Paul Meilhat : « Il y a des jours où tu es sur un rythme de Figaro et, là, c’est l’horreur. Le rythme est difficilement tenable et tu dois te forcer à aller te reposer. Mais il faut imaginer aussi qu’il y a énormément de longueurs, ce qui ne veut pas dire pour autant que tu peux te déconcentrer. Il y a plein de moments où tu n’as rien à faire, mais tu ne peux pas lâcher prise. Parce qu’on ne sait jamais, parce qu’il faut s’astreindre à garder une routine, et puis si tu lâches prise, si tu changes d’état d’esprit, quand il va arriver quelque chose à faire, tu seras tenté de te dire que ça peut attendre. Rester dans le même état d’esprit de guerrier te fait foncer sur ce qu’il y a à faire, même s’il fait nuit et qu’il fait froid. Même si ton corps se repose, ta tête est à fond. Etre dans cet état mental, ça m’a plu. »
Avez-vous été surpris de courir pour la 3e ou 4e place ?
Paul Meilhat : « Ce qui m’a surpris, c’est que je pensais que les foilers iraient plus vite et casseraient plus. Ils ont choisi d’aller plus vite juste sur de petites périodes qui leur ont permis de se placer à l’avant. Au final, il y aura eu moins de casse sur les bateaux à foils que sur les dérives, si le bilan reste en l’état. On se rend compte que les avaries n’ont rien à voir avec la présence de foils ou pas. Quant au fait d’être 3e ou 4e, cela n’a pas été une pression supplémentaire. J’ai bien senti que ça avait changé quelque chose à terre, mais quand tu es en course, tu t’en fiches. Que Jérémie Beyou soit 2 milles devant ou derrière n’avait absolument aucune incidence sur ma manière de gérer la course. La représentation de la course à terre et en mer n’est absolument pas la même. »
Les foils ont permis d’exploiter quelques coups à fond ?
Paul Meilhat : « Ils ont permis de gagner le Vendée Globe. Tout simplement. On peut refaire le match avec Vincent (Riou) et moi en course jusqu’au bout : on aurait pu ambitionner la 3e place, mais pas mieux. Nous n’aurions pas gagné le Vendée Globe. »
Le fait de partir pour 73 ou 75 jours ne vous a jamais pesé ?

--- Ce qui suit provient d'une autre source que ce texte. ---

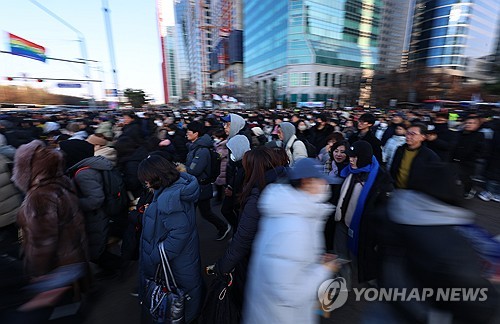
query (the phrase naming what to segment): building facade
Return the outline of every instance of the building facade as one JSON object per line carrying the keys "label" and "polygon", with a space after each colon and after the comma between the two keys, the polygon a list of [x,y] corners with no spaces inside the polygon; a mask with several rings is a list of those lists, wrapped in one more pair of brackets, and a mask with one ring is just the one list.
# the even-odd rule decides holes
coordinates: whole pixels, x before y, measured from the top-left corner
{"label": "building facade", "polygon": [[377,70],[390,72],[407,67],[414,10],[415,0],[384,0]]}
{"label": "building facade", "polygon": [[485,81],[497,50],[499,14],[497,0],[417,0],[410,65]]}
{"label": "building facade", "polygon": [[214,47],[210,53],[212,92],[238,96],[243,87],[242,0],[212,1]]}
{"label": "building facade", "polygon": [[175,0],[175,24],[189,70],[189,96],[202,101],[211,89],[209,54],[213,47],[210,0]]}
{"label": "building facade", "polygon": [[[245,79],[261,104],[355,104],[377,66],[381,0],[249,0]],[[368,87],[369,88],[369,87]],[[369,90],[369,89],[368,89]],[[369,93],[368,93],[369,96]]]}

Paul Meilhat : « Je n’ai jamais pensé une seule fois à l’arrivée. Ce qui compte, c’est l’équateur, puis le cap de Bonne-Espérance, Leeuwin, l’antiméridien, le cap Horn… Et puis il y a les îles aussi qui jalonnent la route. A chaque fois que je passais à un endroit, la famille ou les proches m’envoyaient un petit mot pour me raconter l’histoire des Kerguelen ou la vie à terre à tel endroit… Honnêtement, le sens du voyage m’a toujours été rappelé par la terre. Parfois, oui, on reste en arrêt devant le ballet des albatros qui entrent et sortent des vagues, mais on a du mal se laisser aller, parce qu’on est trop concentré. »
Comment avez-vous géré vos émotions durant la course ?
Paul Meilhat : « J’en ai eu bien peu. On se referme, en réalité. Il y en a eu beaucoup au moment de l’avarie, oui, mais le reste du temps, on est froid, clinique. J’ai parfois réussi à mieux les exprimer sur des mails que j’envoyais ou sur les vidéos, parce que j’avais choisi des moments où je pouvais m’ouvrir. Mais les émotions sont venues des rencontres, comme celle avec un bateau de croisière un peu avant le cap de Bonne-Espérance. J’adore ces échanges, comme ceux entre concurrents. Quand on s’appelle, on parle de tout sauf de la course. »
Vous sauriez décrire l’ambiance entre concurrents ?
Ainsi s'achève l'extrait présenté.